My best friend in electronics school’s girlfriend’s family was from New Zealand, and she said that it was very difficult to emigrate there. Basically you had to be born there, or marry an New Zealander, or be rich/famous/talented enough to being some value/investment there.
I was looking into Australia, and I noticed that it’s difficult for independent older people to emograte there; the cutoff age was 45. Unless you were rich enough not to be a burden on the State. Makes sense; they don’t want to be overwhelmed. I’ve seen similar requirements for the UK. Presumably NZ is the same.
So I’d start working on that career. Or go there as a tourist and land a native.
Our family friends in NZ did it the other way around: she came to Canada as a nanny and met a Canadian.
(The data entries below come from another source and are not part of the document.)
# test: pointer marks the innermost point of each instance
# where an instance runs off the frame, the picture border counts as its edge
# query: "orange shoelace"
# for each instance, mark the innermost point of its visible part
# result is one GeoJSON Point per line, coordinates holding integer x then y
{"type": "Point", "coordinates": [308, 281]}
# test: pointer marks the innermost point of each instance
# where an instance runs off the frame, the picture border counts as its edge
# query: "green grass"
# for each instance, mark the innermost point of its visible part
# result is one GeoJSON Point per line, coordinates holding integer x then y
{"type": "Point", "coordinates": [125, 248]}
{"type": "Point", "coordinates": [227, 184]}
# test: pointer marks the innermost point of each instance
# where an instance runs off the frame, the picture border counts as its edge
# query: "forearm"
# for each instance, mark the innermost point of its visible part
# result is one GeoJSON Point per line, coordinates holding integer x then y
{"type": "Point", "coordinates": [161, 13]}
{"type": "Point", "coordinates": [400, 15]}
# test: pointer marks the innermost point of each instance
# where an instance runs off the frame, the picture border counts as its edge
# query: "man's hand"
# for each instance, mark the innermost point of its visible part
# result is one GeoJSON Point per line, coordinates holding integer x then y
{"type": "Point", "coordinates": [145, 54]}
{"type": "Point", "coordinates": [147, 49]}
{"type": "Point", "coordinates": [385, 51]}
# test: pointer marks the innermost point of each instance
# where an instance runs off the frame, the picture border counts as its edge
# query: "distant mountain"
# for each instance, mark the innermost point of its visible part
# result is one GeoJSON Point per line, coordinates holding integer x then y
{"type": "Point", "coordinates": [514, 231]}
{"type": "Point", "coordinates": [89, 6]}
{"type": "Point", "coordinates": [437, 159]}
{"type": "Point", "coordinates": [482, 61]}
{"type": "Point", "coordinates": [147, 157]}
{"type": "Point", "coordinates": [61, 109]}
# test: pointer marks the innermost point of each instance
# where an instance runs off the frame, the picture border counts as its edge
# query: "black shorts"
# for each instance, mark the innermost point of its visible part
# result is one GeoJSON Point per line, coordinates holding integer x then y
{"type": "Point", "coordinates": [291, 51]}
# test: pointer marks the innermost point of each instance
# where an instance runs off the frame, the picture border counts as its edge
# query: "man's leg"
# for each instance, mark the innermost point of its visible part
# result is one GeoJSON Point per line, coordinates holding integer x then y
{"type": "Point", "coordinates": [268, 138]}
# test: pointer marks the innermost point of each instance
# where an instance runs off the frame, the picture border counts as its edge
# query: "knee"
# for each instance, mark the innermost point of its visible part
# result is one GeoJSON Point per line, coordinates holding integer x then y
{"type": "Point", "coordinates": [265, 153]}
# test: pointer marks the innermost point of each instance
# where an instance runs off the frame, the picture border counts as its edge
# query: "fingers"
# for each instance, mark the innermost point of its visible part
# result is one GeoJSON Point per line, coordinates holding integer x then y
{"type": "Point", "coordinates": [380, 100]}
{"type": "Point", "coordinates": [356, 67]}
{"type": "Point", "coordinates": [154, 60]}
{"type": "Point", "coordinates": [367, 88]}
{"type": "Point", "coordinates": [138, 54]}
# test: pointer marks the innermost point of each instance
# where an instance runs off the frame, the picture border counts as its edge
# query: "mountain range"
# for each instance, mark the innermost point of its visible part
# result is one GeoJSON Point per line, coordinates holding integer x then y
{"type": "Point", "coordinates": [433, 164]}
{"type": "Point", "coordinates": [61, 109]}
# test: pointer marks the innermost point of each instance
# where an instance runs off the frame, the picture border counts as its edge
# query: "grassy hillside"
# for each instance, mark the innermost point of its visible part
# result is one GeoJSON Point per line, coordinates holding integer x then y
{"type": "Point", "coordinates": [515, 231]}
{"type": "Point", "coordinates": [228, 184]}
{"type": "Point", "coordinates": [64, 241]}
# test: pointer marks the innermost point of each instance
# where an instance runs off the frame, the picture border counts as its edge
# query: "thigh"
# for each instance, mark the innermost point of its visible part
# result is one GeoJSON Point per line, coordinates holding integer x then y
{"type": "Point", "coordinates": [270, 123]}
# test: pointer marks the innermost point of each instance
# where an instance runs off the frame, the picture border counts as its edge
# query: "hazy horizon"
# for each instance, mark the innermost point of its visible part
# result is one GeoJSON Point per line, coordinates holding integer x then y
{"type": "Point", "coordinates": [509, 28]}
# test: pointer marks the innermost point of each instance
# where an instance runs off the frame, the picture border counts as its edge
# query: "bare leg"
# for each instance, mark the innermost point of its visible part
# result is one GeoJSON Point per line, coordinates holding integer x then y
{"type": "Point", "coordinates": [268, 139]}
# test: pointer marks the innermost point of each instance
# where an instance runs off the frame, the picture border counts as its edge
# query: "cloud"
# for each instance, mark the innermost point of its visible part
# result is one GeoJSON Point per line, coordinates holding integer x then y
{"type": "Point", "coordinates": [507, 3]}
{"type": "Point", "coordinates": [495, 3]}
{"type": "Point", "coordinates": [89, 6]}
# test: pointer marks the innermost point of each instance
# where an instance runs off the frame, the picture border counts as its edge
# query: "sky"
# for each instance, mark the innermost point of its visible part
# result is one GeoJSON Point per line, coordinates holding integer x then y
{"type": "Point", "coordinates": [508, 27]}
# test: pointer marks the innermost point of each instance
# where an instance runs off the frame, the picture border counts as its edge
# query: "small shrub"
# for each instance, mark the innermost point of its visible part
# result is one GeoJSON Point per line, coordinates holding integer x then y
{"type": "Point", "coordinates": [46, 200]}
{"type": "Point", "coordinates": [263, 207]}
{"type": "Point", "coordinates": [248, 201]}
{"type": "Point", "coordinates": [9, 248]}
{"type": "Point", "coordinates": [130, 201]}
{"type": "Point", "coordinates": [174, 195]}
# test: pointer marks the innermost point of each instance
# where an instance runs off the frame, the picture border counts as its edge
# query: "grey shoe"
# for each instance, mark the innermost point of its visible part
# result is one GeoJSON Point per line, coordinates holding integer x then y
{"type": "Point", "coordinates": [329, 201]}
A few years ago, they moved to NZ, and now all their kids have charming NZ accents.
I agree with the first part, but On the second part, I don’t know anyone who can crush cans with their cleavage. However, YMMV.
If you want to retire to NZ, then you really need a long-term plan, because (as others have said) it gets more difficult as you get older. One possible longterm plan is to migrate to Australia now, become an Australian citizen, and then migrate to Kiwiland. (Australians and NZers can freely migrate between the two countries).
Actually, I seriously started the process in 2005. (post-election depression.) There is a list of technical and other professions that can emigrate without much trouble. Being a software engineer, I would have had no trouble. At that time, NZ was accepting technical people up to age 55, compared to Australia’s 45 year old cut off.
I actually went there and even had a job offer from one of the premier software companies in NZ (NavMan – they make GPS stuff) – at a 60% cut in salary. And that’s where you may run into problems. Even skilled labor isn’t paid that well, and the cost of everyday things can sound quite outrageous (e.g., $20 for a paperback novel, $100 for a pair of Levis).
Insurance and healthcare are much less, but I don’t know if that makes up for the high cost of everyday things.
My conclusion was that I wasn’t willing to move my wife and I to relative poverty compared to my present living standard.
On the other hand, I found the people wonderful and the country itself very beautiful. If I was independently wealthy, I’d definitely consider moving there.
My husband has wanted to move to the South Island ever since we first visited in 2004. You definitely need to bring some sort of business plan/capital investment. I keep reminding him that the South Island has no need for traffic engineers (my profession).
If I had the money, I would be tempted to move, especially to the Queen Charlotte Sound district. Although it is a long way from my family in Florida, the sticking point for me would be the quarantine for pets. I could sell my horses but I would never put my black lab through six months of quarantine. Leaving him in the States would not be an option, either.